OK, maybe there were one or two other supernatural elements thrown in to add a little spice – the occasional mindreader, the odd shape-shifter – but mostly it was all about the bloodsuckers.
Not anymore, it would appear. As the sixth season of the series prepares to get under way on pay-TV’s Showcase channel, viewers have been treated to an ever-expanding circle of mystical, monstrous characters, including witches, werewolves and fairies.
All the while, the show has walked a fine line between heightened melodrama and social analogy, using its fantastical elements to explore real-world issues such as religion, racism, drug addiction and the struggle for equal rights by marginalised sections of society.
Oh, and there’s also a lot of goodlooking, well-built people in various stages of undress. Which isn’t without its appeal, right?
The end of True Blood’s previous season resolved a few storylines but also set many more in motion, especially with the vampiric Bill (Stephen Moyer, who also directs the sixth season’s first episode) draining every last drop of blood from the powerful Lilith (Jessica Clark), only to be reduced to a crimson puddle and reborn as some kind of terrible hybrid (which fans of the show have already cleverly nicknamed Billith).
Series creator Alan Ball was sensibly keeping hush-hush about what this development may entail for the character or his relationship with Sookie (Anna Paquin).
‘‘Who’s to say what Lilith really is?’’ he says. ‘‘Bill is still Bill but he is something different . . . a transformed Bill. Is he going to be evil? What does he want? What is he going to do? That’s for future seasons. The implication, certainly, is he is more ferocious.’’
That Alan Ball, such a tease. One thing he would confirm, however, was that the course of true love – or anything, really – in the Louisiana town of Bon Temps isn’t set to run smoothly any time soon.
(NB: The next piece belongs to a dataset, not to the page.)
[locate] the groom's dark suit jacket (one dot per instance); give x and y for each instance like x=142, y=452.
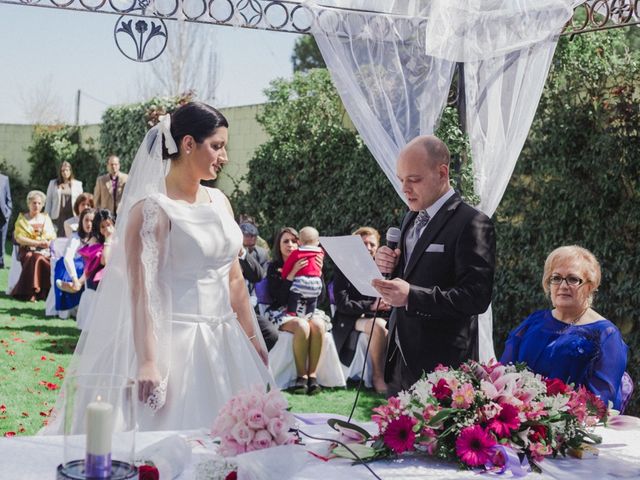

‘‘Well, here’s the thing with relationships on True Blood,’’ he says.
‘‘Once they happen then you have to throw a monkey-wrench into them because to have people be happy is not that exciting.’’
Another certainty is Ball himself won’t be playing as big a role in True Blood’s ongoing storylines. He decided to step away from his showrunner duties at the end of the show’s fifth season, handing over the reins to long-time colleague Mark Hudis.
‘‘It’s bittersweet,’’ Ball admits.
‘‘It’s been such a big part of my life for so long; of course it’s hard to step away. But running that show is such a huge job and I’ve been doing it for five years. I just don’t think I have another season left in me. I need to recharge.’’
He is now looking for a new creative challenge. ‘‘Something with different characters and a different tone,’’ he says.
‘‘As a writer, it’s fun to create. And once you get into a long-running show with very established characters and a very established tone and format, after a while it’s a really great job. But that’s what it is – a job. There are things I want to do that are different. I want to try something completely different.’’
True Blood: Mondays, 3.30pm and 8.30pm, Showcase.